Biographie
Originaire de Zell, dans le canton de Zurich, Pierre De Grandi est né à Vevey en 1941. C’est à Lausanne qu’il obtient son diplôme de médecine en 1966 puis son doctorat en 1970. Médecin-chirurgien, enseignant et scientifique, il a terminé sa carrière en 2007 en tant que Chef du Département de gynécologie-obstétrique, Directeur médical du Centre Hospitalier Universitaire vaudois et Professeur à la Faculté de Médecine de Lausanne. Fils de peintre et homme d’une très grande culture, il est passionné de musique et préside l’Association vaudoise des amis de l’Orchestre de la Suisse romande. Il est l’auteur de nombreux livres et articles scientifiques mais YXSOS ou Le Songe d’Eve est son premier roman publié.
Interview de Pierre de Grandi
Le thème du rêve est important dans Yxsos. Tout le monde rêve, sauf Kate. Pourquoi le rêve tient-il une telle place dans votre roman?
Le ton est en effet donné dès la deuxième page : Avec le philosophe, certains répètent qu’ils sont parce qu’ils pensent. Ce n’est de loin pas l’avis de David Wise. Il ne lui suffit pas d’être parce qu’il pense. Surtout si c’est pour trouver des explications à tout ce qui existe au lieu de rien. C’est pourquoi, il serait plutôt d’avis de dire : « Je rêve donc je suis. » (p.10)
Le rêve est une réalité puisqu’il est partie constituante de l’activité psychique. Il s’en suit que l’imaginaire ne s’oppose guère au réel : il en dessine l’empreinte, et lui fait parfois la surprise de se glisser en lui. Rêve et Réalité sont deux pôles entre lesquels circule le courant psychique. Dans le jeu de miroirs du kaléidoscope de l’inconscient, le rêve décloisonne le conscient et lui donne l’épaisseur ou la profondeur dans lesquelles est perçu le réel et se développe l’action.

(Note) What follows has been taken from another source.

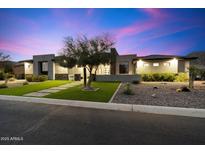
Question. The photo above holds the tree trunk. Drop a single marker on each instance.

Dans la fable que raconte Yxsos ou le Songe d’Ève, tous les personnages rêvent, au même titre que la fiction se nourrit de l’imaginaire. Les rêves de David lui dessinent ses désirs, celui de Marie lui révèle les images de désolation et de menace que la réalité du Sycomor fait planer sur l’humanité, celui de Jessica lui impose l’angoisse qu’implique la vision d’un humanité exclusivement féminine dont fantasme Kate.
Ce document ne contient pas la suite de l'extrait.